Since 2005 the race is run entirely within the boundaries of Dutch Limburg, except right after the Vaalserberg climb, there is a short passage through Gemmenich in Belgium. Past editions had covered significant parts of Liège in Belgium, addressing the Côte de Hallembaye, meant to include a larger selection of climbs.
From 1991 until 2002 the race ended in Maastricht as well. The finish was on the Maasboulevard, keeping the flat run-in to the finish. In 2000 sprint specialist Erik Zabel won the race, leading out the sprint of a 20-strong group.
From 2003 to 2012 the finish was at the top of the Cauberg climb, in the Valkenburg municipality, close to Maastricht. The finale was redesigned in 2013 and the finish was moved west, to the hamlet of Berg en Terblijt, 1.8 kilometers from the top of the Cauberg. The altered finish mirrors the location that was used for the 2012 UCI Road World Championships in Valkenburg. Since 2017 The last (4th) climb of the Cauberg was removed so that the Geulhemmerberg and Bemelerberg (7.4km from the finish) are the last climbs now. It was done so that the race was less locked.
Although the race location in Limburg is not part of the Ardennes, neither geographically nor geologically, it is often considered the opening race of the Ardennes Week. In 2004 the Amstel Gold Race has swapped places with Liège–Bastogne–Liège on the international calendar. Ever since, the race is organized on the Sunday after the cobbled classic Paris–Roubaix and before the Ardennes classic Flèche Wallonne the next Wednesday.

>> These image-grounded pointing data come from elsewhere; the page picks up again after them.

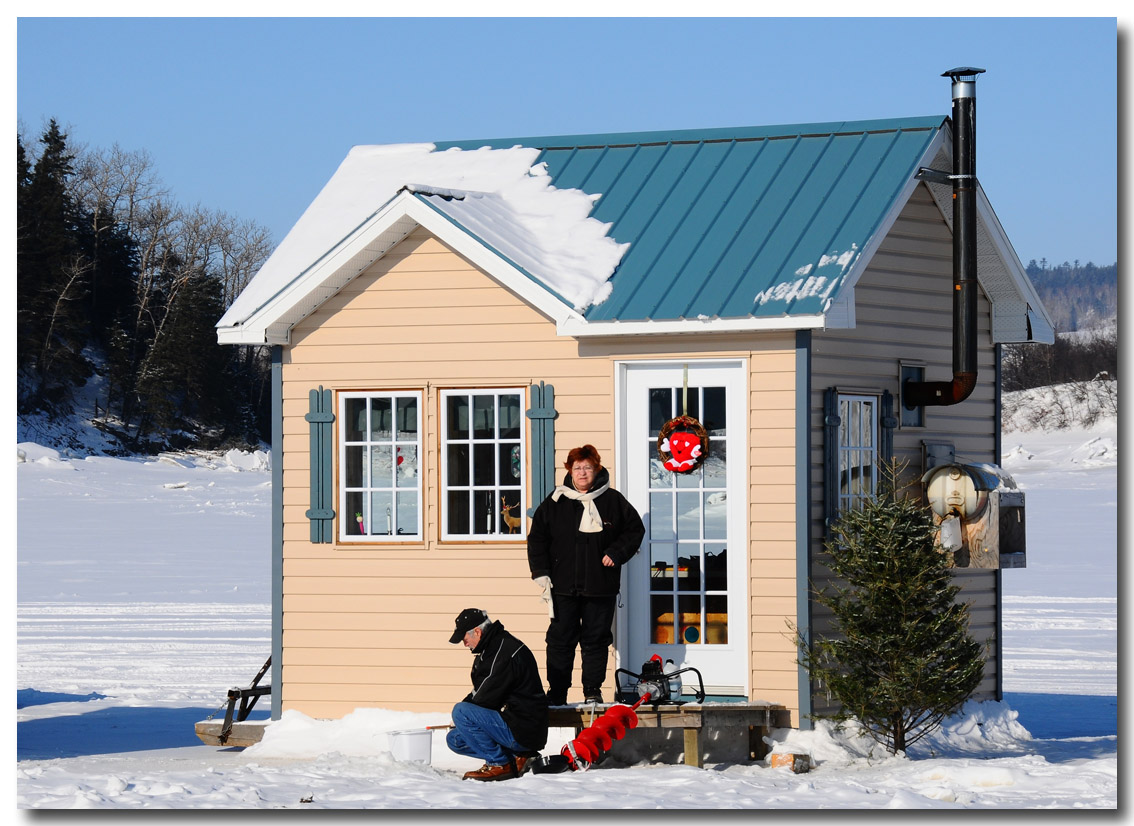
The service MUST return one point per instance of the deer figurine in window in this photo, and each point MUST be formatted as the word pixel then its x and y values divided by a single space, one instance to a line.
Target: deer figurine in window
pixel 513 522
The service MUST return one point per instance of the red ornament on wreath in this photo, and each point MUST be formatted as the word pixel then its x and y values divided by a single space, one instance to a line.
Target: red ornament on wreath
pixel 683 445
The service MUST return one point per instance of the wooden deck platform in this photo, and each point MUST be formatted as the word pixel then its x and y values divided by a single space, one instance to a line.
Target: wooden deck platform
pixel 717 732
pixel 243 734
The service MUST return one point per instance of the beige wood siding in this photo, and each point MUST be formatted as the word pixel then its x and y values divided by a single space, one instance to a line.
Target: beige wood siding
pixel 904 310
pixel 369 625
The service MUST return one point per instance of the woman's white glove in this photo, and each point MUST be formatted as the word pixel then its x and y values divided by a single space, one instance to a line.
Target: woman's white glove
pixel 544 582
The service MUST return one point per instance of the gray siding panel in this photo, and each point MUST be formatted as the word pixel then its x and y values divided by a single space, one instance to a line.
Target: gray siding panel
pixel 904 311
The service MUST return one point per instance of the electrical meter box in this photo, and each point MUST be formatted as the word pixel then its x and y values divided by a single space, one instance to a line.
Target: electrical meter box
pixel 980 515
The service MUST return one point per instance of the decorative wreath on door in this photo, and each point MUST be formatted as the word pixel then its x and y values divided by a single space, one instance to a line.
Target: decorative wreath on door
pixel 683 445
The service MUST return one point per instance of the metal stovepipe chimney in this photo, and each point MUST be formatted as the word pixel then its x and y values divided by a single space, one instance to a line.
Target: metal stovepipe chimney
pixel 916 394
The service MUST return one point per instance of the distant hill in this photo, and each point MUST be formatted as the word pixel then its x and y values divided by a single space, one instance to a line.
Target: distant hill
pixel 1076 296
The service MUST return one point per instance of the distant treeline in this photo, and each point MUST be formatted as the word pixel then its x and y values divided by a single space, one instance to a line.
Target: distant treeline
pixel 1083 303
pixel 115 278
pixel 1076 297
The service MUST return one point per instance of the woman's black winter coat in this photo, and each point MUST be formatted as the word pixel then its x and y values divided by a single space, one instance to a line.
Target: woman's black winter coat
pixel 573 559
pixel 507 680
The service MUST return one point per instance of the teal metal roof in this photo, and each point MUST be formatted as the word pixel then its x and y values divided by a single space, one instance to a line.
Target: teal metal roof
pixel 756 221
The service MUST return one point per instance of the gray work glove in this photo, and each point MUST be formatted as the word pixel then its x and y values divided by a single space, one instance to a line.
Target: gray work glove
pixel 544 582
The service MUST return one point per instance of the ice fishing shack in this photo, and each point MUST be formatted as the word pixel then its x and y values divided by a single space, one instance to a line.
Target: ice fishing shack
pixel 448 320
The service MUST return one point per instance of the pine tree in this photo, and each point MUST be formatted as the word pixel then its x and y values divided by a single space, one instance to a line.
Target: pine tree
pixel 899 659
pixel 52 277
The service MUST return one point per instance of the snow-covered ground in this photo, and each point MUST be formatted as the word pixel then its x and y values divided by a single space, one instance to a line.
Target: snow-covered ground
pixel 143 591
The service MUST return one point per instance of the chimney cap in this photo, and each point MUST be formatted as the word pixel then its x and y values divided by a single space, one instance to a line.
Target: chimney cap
pixel 962 70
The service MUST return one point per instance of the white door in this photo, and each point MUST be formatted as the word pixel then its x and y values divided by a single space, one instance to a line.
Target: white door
pixel 686 590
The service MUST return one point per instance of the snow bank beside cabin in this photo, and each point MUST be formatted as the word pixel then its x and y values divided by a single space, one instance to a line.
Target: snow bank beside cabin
pixel 563 246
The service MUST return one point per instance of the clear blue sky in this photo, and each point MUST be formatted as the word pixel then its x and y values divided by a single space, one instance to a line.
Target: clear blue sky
pixel 252 116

The Dutch hills, in the very south of Limburg, are the Netherlands’ only hilly region. The chalk-loess relief was formed by the foothills of the neighboring Ardennes and Eifel low mountain ranges. The hills define the character of the race: they are generally shorter and not as high as in the Ardennes, but come in much higher frequency than in Liège–Bastogne–Liège. The highest point of the region and the race is Vaalserberg at 322.7 m above sea level; the top of the Cauberg is at 133.7 m altitude.

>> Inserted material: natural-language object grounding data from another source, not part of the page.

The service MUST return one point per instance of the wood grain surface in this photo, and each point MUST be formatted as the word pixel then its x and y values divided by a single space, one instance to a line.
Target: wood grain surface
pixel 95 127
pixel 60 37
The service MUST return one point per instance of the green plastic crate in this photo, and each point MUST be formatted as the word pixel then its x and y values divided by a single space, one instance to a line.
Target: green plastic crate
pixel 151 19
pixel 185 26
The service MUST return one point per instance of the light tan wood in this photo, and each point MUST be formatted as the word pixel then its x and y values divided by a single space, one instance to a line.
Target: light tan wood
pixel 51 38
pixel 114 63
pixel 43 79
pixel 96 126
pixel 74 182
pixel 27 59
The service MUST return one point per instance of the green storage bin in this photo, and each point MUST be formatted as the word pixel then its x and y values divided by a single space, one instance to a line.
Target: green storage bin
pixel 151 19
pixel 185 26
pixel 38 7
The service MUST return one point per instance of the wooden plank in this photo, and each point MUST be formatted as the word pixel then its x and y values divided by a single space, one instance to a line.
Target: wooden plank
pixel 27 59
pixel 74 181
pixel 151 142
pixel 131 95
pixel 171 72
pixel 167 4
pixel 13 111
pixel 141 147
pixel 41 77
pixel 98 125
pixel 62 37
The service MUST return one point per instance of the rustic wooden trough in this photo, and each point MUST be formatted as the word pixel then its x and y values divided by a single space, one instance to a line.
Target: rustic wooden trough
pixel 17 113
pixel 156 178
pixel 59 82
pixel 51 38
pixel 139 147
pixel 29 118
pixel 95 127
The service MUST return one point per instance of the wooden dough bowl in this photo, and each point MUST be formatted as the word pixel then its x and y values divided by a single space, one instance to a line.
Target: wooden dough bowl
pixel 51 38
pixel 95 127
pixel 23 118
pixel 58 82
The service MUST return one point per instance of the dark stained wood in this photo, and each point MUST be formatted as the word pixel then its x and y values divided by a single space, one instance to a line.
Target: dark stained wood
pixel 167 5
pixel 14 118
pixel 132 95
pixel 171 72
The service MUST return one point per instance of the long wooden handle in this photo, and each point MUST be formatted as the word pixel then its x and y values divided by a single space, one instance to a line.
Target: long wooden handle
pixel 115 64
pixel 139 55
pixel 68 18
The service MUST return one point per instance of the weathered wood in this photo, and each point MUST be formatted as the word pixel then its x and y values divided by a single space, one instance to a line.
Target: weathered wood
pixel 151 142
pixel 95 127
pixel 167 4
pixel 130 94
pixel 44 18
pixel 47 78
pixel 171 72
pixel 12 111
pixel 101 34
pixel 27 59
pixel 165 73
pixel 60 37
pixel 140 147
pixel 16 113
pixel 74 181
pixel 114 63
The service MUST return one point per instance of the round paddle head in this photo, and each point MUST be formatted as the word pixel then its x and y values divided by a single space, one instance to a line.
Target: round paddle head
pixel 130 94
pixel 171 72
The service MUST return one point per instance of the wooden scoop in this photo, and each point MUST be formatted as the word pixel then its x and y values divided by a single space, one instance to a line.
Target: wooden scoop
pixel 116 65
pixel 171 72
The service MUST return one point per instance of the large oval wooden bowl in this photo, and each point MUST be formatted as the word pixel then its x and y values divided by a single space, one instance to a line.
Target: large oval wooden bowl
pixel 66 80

The present course features more than 30 short climbs that come in greater succession as the race progresses, meaning riders have little time to recover in between the hills. 25 climbs are covered in the last 165 kilometers of the race, with eight coming in the final 45 kilometers. The steepest are the Cauberg, Keutenberg and Eyserbosweg. Some ascents are as steep as 22% (Keutenberg), others are more gently sloped. In contrast to the cobbled bergs in the Tour of Flanders, all the hills in Limburg are asphalted nowadays.
Attempting to explain the difficulty of the course Peter Easton recounts a mathematician’s calculations:
…applying logic to overcome a sense of incomprehension is the key to understanding this race. And there is truth in numbers. Six of the climbs come in the first 92 kilometers — one every 15.2 kilometers. The remaining 25 come over the final 165 kilometers. That’s one every 6.6 kilometers. Breaking it down further, the final hour of racing has eight climbs in 42 kilometers. Now we’re down to one every 5.25 km. At 40 km/h, that’s one every 7 ½ minutes. Not overly funny, and definitely all business.